I beni confiscati alle mafie saranno messi in vendita e non più destinati al riutilizzo a scopo sociale. Lo prevede un articolo del cosiddetto decreto Sicurezza, detto anche decreto Salvini, una legge in cui hanno infilato un po’ di tutto. Penso che sia una mossa sbagliata. È troppo alto il rischio che i beni confiscati finiscano di nuovo nelle mani dei clan attraverso gli immancabili prestanome, come denunciano varie organizzazioni impegnate sul fronte antimafia, a cominciare da Libera. Di seguito un brano del loro comunicato.

“Nel Decreto sicurezza, approvato pochi giorni fa dal parlamento, è stata introdotta per la prima volta in Italia la vendita dei beni immobili confiscati ai privati, una modifica sostanziale rispetto ai principi del loro riutilizzo per finalità pubbliche e sociali prevista dalla legge 109/96 dove tutto il “maltolto” diventa bene comune e motore per il riscatto economico e sociale, creando nei territori opportunità di servizi alle persone, di lavoro pulito e di animazione culturale. Svendendo i beni confiscati non si fa altro che favorire i clan, che potrebbero riacquistare i beni tramite prestanomi e riciclare i patrimoni e le ricchezze accumulate illecitamente. Oggi, la previsione della vendita alle condizioni contenute nel decreto governativo porterà il rischio ad arrendersi di fronte alle prime difficoltà legate alle diverse criticità territoriali.

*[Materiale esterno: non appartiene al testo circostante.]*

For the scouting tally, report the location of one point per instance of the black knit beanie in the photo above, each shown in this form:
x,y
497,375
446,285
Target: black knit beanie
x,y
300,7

Del resto la vendita era già possibile ad alcune categorie di soggetti, come extrema ratio e come tale deve essere considerata e non una scorciatoia per evitare le problematiche che si riscontrano nella destinazione e assegnazione dei beni”.

La notizia la trovate qui.

http://www.ansa.it/canale_legalita_scuola/notizie/tavoli_legalita/regione/sicilia/2018/11/02/dl-sicurezzaassoc.-e-sindacati-cosi-no_6c5d7f2a-9622-4dd2-b294-6de5514927b7.html

Un Abbraccio da New York

Fiorenzo

 

The assets confiscated from the mafia will be put up for sale and no longer destined for social re-use. This is expected by an article in the so-called Security decree, also known as the Salvini decree, a law in which they put a little of everything. I think it’s a wrong move. It is too high the risk that the confiscated assets will end up again in the hands of the clans through the inevitable figureheads, as reported by various organizations working on the anti-mafia front, starting with Libera. Below is a passage from their release.

“In the Security Decree, approved a few days ago by the parliament, the sale of the real estate confiscated to private individuals was introduced for the first time in Italy, a substantial change with respect to the principles of their re-use for public and social purposes provided for by law 109/96 where all the “maltolto” becomes a common good and a driving force for economic and social redemption, creating in the territories opportunities for services to people, clean work and cultural animation. repurchase assets through borrowers and recycle illicitly accumulated assets and wealth. Today, the forecast of the sale under the conditions contained in the government decree will bring the risk to surrender in the face of the first difficulties related to the various territorial criticalities. to some categories of subjects, as extrema ratio and as such must be considered e not a shortcut to avoid the problems that are encountered in the destination and assignment of goods “.